Navy Forced to Keep Ships it Can’t Afford

USS Cowpens / AP

USS Cowpens / AP


The U.S. Navy must spend billions fixing out-of-commissioned ships because Congress failed to agree on a 2013 budget, reports

Four Ticonderoga-class guided missile cruisers were on the Navy’s decommissioning list for 2013 because repairing and upgrading them would cost billions of dollars. But Congress objected to the cuts and instead authorized money to maintain three of them.

That money has yet to materialize.

[Congress] instead placed government spending under a continuing resolution — a Band-Aid measure that keeps the government running at 2012 budget levels, with no new appropriations.

The Navy must now keep three cruisers in operation: the Norfolk, Va.-based Anzio, the Mayport, Fa.-based Viicksburg, and the Cowpens in Yokosuka, Japan.

Vice Adm.
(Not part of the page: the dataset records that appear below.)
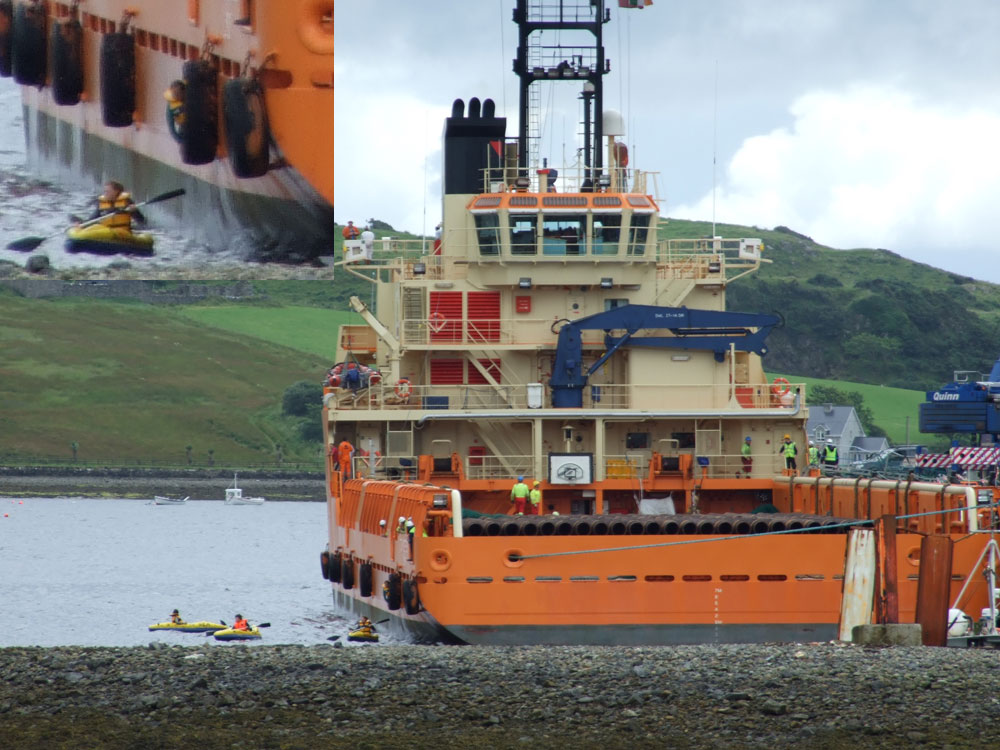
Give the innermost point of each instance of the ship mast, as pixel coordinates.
(583, 62)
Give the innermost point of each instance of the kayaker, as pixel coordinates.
(118, 207)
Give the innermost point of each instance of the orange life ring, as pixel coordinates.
(780, 386)
(403, 389)
(436, 322)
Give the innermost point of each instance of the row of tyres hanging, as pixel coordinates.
(25, 53)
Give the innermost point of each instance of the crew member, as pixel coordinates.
(345, 452)
(535, 497)
(351, 232)
(118, 206)
(813, 454)
(519, 496)
(790, 451)
(175, 108)
(830, 456)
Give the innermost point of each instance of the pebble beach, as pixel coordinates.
(827, 695)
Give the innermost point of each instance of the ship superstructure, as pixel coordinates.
(551, 336)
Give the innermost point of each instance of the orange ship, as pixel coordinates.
(249, 135)
(553, 431)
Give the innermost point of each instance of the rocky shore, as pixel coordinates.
(199, 484)
(256, 696)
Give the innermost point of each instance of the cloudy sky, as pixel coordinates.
(862, 123)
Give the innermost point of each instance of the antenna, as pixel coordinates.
(715, 138)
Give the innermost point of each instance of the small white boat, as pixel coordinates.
(161, 500)
(234, 496)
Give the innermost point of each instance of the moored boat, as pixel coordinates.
(251, 138)
(553, 353)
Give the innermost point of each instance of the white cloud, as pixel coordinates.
(873, 166)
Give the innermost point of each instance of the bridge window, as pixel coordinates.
(523, 234)
(564, 235)
(638, 230)
(607, 234)
(488, 233)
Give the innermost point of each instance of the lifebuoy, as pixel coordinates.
(66, 46)
(29, 48)
(335, 567)
(117, 79)
(6, 37)
(436, 322)
(392, 591)
(365, 579)
(411, 597)
(200, 135)
(347, 573)
(403, 389)
(248, 138)
(780, 386)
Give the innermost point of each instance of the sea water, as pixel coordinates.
(94, 572)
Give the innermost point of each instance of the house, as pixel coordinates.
(842, 425)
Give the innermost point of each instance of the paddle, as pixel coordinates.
(26, 244)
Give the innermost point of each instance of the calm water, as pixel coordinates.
(98, 572)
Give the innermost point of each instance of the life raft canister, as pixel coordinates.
(200, 135)
(248, 137)
(365, 579)
(28, 61)
(6, 37)
(66, 48)
(117, 79)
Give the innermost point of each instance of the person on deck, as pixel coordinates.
(345, 454)
(519, 496)
(746, 455)
(790, 451)
(118, 206)
(535, 498)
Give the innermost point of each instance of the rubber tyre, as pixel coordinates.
(365, 579)
(411, 598)
(117, 79)
(200, 135)
(29, 47)
(394, 596)
(334, 569)
(66, 51)
(6, 38)
(248, 136)
(347, 573)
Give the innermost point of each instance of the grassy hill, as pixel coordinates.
(133, 382)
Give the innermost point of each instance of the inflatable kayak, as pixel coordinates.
(363, 634)
(189, 627)
(237, 635)
(102, 240)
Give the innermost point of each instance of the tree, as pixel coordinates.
(302, 399)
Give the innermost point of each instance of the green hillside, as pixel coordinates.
(132, 382)
(862, 315)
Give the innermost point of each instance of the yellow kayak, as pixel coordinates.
(103, 240)
(201, 626)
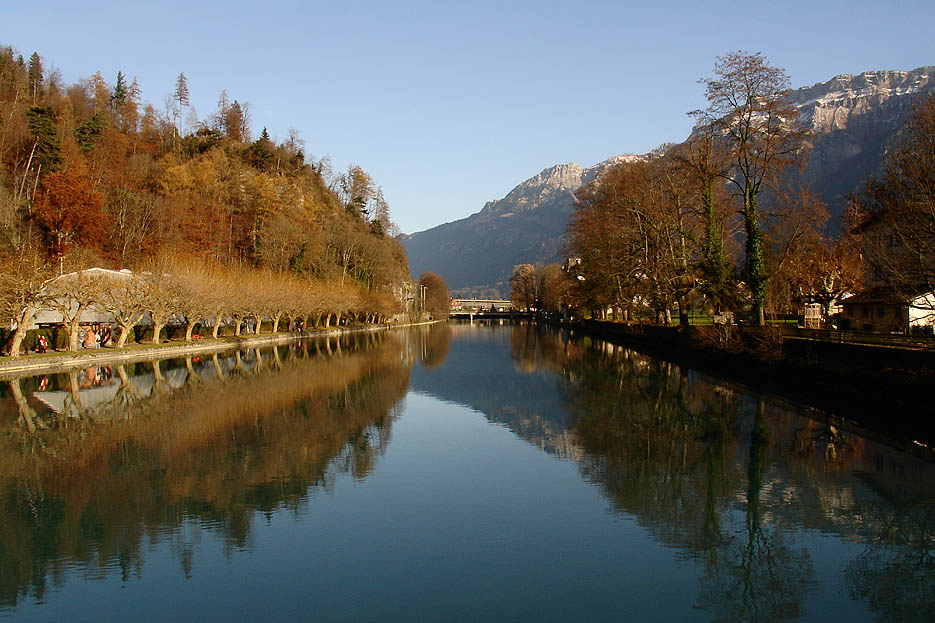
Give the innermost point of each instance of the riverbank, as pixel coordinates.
(872, 385)
(62, 361)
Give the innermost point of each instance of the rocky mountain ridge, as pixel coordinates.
(853, 119)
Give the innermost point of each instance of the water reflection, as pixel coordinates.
(99, 465)
(738, 483)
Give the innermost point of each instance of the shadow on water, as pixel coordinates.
(98, 465)
(733, 481)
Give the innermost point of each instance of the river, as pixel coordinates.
(455, 472)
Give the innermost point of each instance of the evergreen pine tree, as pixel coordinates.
(35, 77)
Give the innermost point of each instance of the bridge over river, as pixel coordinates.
(485, 308)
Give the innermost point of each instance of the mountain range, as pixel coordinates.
(853, 120)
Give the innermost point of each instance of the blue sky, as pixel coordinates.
(451, 104)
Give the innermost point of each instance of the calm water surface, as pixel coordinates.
(462, 472)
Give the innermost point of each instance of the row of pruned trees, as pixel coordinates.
(180, 290)
(723, 215)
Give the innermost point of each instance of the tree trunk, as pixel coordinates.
(72, 329)
(755, 262)
(124, 334)
(25, 319)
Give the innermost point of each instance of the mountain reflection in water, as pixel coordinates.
(732, 480)
(744, 507)
(99, 464)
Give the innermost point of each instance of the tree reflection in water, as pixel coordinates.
(731, 480)
(160, 456)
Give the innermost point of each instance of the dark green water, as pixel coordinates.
(485, 472)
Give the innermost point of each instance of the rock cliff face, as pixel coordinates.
(853, 119)
(477, 253)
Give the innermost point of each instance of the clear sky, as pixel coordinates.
(451, 104)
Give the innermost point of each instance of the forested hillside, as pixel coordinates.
(90, 174)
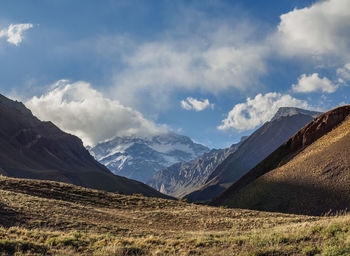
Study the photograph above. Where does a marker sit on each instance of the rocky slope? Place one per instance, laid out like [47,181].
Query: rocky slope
[140,158]
[255,148]
[33,149]
[309,174]
[182,178]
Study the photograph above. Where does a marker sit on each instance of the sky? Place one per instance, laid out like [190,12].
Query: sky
[212,70]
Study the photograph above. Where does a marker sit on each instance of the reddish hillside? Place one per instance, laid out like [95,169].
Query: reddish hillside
[309,174]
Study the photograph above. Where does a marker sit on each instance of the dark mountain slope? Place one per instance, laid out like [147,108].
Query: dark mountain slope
[254,149]
[33,149]
[309,174]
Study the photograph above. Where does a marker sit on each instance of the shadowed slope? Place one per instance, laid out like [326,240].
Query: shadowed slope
[33,149]
[309,174]
[253,150]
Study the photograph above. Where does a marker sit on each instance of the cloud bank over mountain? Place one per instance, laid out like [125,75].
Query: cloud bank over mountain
[14,32]
[81,110]
[258,110]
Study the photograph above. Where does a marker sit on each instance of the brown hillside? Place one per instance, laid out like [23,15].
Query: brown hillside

Bill Burke, head of Navy’s logistics, told members of House and Senate Armed Services Committees last spring that maintaining and updating cruisers would cost more than $5 billion.

Choosing to decommission them was a tough decision, Burke said, but the Navy needed to make the trade-off to ensure the readiness of the whole fleet and “avoid a hollow force.”

Both the House and the Senate panels opposed prematurely cutting ships at a time when the fleet is expected to make do with fewer resources.

The National Defense Authorization Act signed by President Barack Obama in January disallows the Navy from decommissioning the three ships. Instead, “it authorized $628.5 million for the Anzio, Vicksburg and Cowpens.”